Problem 1 :
Expand cos(A + B + C). Hence prove that
cosAcosB cosC = sinAsinB cosC + sinB sinC cosA + sinC sinAcos B, if A + B + C = π/2
Solution :
cos(A + B + C) = cos ( (A + B) + C )
= cos (A + B) cos C - sin (A + B) sin C
= (cos A cos B - sin A sin B) cos C - (sin A cos B - cos A sin B) sin C
cos(A + B + C) = cos A cos B cos C - sin A sin B cos C - sin A cos B sin C - cos A sin B sin C
If A + B + C = π/2
cos π/2 = cos A cos B cos C - sin A sin B cos C - sin A cos B sin C - cos A sin B sin C
The value of cos π/2 is 0.
So, cosAcosB cosC = sinAsinB cosC + sinB sinC cosA + sinC sinAcos B.
Hence proved.
Problem 2 :
Prove that
(i) sin(45° + θ) − sin(45° − θ) = √2 sinθ.
(ii) sin(30° + θ) + cos(60° + θ) = cos θ.
Solution :
(i) sin(45° + θ) − sin(45° − θ) = √2 sinθ :
L.H.S
= sin(45° + θ) − sin(45° − θ)
= sin 45°cos θ + cos 45°sinθ-(sin 45°cosθ - cos 45°sin θ)
= sin 45°cos θ + cos 45°sinθ - sin 45°cosθ + cos 45°sin θ
= 2cos 45°sin θ
= 2(1/√2) sin θ
= √2 sin θ ----> R.H.S
Hence proved.
(ii) sin(30° + θ) + cos(60° + θ) = cos θ :
L.H.S
sin(30° + θ) + cos(60° + θ)
= sin 30°cos θ + cos 30°cos θ + cos 60°cos θ - sin 60°sin θ
= (1/2) cos θ + (√3/2) cos θ + (1/2) cos θ - (√3/2) sin θ
= (1/2) cos θ + (1/2) cos θ
= 2 cos θ / 2
= cos θ
Hence proved.
Problem 3 :
If a cos(x + y) = b cos(x − y), show that (a + b) tanx = (a − b) cot y.
Solution :
a cos(x + y) = b cos(x − y)
a (cos x cos y - sin x sin y) = b (cos x cos y + sin x sin y)

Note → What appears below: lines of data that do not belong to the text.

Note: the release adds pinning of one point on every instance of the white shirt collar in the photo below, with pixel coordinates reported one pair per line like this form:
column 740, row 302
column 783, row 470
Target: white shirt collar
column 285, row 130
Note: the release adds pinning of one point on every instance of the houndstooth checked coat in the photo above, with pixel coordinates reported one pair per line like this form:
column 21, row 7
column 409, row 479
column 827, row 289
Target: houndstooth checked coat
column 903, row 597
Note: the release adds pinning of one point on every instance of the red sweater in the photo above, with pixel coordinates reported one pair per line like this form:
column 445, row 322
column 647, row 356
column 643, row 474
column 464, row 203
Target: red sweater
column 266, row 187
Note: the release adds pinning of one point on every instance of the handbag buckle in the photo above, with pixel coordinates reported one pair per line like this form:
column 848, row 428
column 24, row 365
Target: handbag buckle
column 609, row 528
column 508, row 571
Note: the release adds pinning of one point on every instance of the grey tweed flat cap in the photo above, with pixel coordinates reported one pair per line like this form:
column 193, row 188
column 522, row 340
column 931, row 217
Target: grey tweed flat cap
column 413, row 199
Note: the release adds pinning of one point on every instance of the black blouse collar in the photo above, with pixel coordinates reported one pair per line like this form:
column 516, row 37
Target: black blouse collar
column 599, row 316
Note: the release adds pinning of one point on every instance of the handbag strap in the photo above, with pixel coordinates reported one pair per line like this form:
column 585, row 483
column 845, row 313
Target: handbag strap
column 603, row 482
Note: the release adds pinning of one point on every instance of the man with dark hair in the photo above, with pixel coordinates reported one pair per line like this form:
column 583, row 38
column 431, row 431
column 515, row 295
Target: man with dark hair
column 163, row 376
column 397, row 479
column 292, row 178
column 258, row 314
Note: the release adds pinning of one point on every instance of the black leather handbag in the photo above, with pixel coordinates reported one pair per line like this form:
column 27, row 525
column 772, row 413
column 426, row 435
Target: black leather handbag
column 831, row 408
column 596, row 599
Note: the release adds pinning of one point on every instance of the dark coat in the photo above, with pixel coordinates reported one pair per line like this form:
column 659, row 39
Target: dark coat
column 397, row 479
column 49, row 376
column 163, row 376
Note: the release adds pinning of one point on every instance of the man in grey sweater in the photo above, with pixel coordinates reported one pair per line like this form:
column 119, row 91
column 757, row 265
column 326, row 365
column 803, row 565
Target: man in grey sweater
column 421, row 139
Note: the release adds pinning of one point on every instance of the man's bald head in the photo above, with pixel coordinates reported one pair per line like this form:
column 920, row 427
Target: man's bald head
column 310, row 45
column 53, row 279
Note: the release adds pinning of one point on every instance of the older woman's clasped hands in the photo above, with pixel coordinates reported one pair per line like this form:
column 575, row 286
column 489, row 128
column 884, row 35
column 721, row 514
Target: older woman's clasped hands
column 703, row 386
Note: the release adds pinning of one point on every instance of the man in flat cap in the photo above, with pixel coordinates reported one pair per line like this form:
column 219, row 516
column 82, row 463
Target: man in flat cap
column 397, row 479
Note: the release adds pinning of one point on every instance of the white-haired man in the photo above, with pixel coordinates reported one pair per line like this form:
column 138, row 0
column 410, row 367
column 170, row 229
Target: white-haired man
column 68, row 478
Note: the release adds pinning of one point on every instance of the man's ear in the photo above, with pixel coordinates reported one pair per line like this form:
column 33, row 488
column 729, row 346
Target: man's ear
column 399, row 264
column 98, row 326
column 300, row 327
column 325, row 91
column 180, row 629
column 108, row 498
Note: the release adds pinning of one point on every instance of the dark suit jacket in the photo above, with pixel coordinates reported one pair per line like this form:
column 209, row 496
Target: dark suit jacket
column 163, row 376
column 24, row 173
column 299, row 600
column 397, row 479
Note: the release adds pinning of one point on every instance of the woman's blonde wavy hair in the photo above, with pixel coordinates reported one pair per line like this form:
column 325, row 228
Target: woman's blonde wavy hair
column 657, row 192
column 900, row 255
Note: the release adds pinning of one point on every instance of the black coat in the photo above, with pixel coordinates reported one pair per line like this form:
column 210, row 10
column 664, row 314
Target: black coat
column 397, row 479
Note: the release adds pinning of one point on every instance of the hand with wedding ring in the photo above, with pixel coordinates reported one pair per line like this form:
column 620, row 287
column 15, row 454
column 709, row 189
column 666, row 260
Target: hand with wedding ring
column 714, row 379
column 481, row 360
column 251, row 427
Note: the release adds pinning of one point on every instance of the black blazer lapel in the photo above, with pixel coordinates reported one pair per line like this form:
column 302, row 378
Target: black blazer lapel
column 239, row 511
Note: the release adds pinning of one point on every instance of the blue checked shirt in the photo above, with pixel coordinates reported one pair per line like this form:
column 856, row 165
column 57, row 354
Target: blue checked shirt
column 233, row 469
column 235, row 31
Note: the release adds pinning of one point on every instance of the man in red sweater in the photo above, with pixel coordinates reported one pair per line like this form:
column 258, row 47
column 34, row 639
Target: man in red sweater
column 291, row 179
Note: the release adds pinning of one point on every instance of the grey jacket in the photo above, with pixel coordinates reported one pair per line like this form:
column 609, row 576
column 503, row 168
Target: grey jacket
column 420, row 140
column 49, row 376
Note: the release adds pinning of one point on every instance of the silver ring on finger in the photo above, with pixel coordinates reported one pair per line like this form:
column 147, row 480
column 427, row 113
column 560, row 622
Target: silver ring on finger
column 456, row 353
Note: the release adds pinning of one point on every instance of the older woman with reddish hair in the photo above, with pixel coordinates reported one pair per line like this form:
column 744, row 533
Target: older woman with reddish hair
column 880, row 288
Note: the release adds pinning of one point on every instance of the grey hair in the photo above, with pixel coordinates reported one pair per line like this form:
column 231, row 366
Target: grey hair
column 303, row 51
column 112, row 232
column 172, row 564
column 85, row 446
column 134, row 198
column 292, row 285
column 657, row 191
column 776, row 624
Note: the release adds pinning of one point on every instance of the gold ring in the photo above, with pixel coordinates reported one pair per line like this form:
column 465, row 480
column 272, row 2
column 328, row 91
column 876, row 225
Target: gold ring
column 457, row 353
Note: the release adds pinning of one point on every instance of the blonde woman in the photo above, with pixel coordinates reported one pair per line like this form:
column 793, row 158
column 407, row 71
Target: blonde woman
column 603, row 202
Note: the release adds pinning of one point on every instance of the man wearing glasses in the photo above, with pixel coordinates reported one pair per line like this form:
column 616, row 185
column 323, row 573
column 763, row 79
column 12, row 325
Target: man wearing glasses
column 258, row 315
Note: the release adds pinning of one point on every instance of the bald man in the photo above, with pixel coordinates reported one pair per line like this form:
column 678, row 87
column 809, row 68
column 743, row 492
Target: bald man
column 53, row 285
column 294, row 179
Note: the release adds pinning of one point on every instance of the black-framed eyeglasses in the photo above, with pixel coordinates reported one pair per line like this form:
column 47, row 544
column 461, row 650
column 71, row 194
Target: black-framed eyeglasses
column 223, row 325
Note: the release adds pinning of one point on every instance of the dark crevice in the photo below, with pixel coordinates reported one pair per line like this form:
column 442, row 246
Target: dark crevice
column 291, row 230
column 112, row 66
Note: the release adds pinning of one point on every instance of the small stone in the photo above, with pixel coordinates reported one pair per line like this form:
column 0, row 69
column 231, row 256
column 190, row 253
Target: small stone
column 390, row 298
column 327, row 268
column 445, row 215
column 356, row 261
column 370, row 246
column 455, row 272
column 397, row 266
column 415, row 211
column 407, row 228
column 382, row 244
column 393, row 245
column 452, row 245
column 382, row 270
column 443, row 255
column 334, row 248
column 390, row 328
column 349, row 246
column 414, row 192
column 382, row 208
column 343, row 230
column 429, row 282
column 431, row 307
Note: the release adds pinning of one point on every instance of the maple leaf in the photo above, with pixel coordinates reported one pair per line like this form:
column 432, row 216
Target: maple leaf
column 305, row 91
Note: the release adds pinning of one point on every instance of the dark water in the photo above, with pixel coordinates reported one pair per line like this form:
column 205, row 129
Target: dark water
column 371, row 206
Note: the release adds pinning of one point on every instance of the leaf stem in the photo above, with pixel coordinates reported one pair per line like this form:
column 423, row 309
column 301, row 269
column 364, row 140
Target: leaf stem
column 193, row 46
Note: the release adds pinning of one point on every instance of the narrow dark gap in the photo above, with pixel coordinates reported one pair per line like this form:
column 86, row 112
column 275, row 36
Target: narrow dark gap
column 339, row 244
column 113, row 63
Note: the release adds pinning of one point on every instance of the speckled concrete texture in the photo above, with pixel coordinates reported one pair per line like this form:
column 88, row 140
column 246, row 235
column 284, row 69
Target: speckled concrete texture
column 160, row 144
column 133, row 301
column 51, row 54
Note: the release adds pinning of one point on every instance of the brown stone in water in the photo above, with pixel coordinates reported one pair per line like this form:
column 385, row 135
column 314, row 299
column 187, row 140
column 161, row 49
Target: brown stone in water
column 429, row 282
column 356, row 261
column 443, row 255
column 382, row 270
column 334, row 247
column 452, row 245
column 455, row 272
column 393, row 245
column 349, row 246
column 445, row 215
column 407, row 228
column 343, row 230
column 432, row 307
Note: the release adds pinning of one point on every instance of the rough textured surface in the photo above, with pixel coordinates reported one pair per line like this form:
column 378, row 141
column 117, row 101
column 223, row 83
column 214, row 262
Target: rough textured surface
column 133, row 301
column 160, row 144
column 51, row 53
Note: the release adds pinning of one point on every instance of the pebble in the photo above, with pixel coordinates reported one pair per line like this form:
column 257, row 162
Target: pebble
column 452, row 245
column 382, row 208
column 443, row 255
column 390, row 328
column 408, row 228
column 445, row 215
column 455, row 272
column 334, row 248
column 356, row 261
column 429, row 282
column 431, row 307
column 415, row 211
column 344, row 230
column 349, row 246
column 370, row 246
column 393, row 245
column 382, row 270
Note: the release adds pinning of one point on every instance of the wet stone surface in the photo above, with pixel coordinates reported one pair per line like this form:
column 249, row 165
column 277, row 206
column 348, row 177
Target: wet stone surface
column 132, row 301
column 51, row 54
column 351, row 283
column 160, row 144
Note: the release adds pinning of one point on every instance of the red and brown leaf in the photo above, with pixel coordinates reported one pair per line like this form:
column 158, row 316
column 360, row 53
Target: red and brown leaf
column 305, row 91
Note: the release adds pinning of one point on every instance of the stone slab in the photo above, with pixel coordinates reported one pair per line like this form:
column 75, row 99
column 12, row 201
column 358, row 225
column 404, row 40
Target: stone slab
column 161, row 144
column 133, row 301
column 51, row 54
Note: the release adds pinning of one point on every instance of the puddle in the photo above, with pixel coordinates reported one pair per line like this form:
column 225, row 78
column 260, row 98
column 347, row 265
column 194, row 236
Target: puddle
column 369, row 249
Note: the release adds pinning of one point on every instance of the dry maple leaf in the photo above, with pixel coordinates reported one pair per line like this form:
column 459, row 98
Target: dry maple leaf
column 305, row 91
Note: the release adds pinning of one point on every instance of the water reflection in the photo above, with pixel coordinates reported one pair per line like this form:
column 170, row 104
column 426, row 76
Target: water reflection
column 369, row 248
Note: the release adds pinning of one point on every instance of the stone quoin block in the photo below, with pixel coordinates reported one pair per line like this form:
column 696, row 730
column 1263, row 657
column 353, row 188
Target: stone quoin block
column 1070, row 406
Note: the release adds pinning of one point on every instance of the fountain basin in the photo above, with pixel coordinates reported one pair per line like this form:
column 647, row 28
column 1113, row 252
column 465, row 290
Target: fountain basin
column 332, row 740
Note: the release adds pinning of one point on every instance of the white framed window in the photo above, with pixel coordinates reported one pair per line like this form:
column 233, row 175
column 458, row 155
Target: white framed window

a cos x cos y - a sin x sin y = b cos x cos y + b sin x sin y
a cos x cos y - b cos x cos y = b sin x sin y + a sin x sin y
Factor out cos x cos y on the left side, in the right side factor out sin x sin y
(a - b) cos x cos y = (a + b) sin x sin y
Divide both sides by cos x sin y
(a - b)(cosx cosy/cosx siny) = (a + b)(sinx siny/cosx siny)
(a - b) cot y = (a + b) tan x
Hence proved.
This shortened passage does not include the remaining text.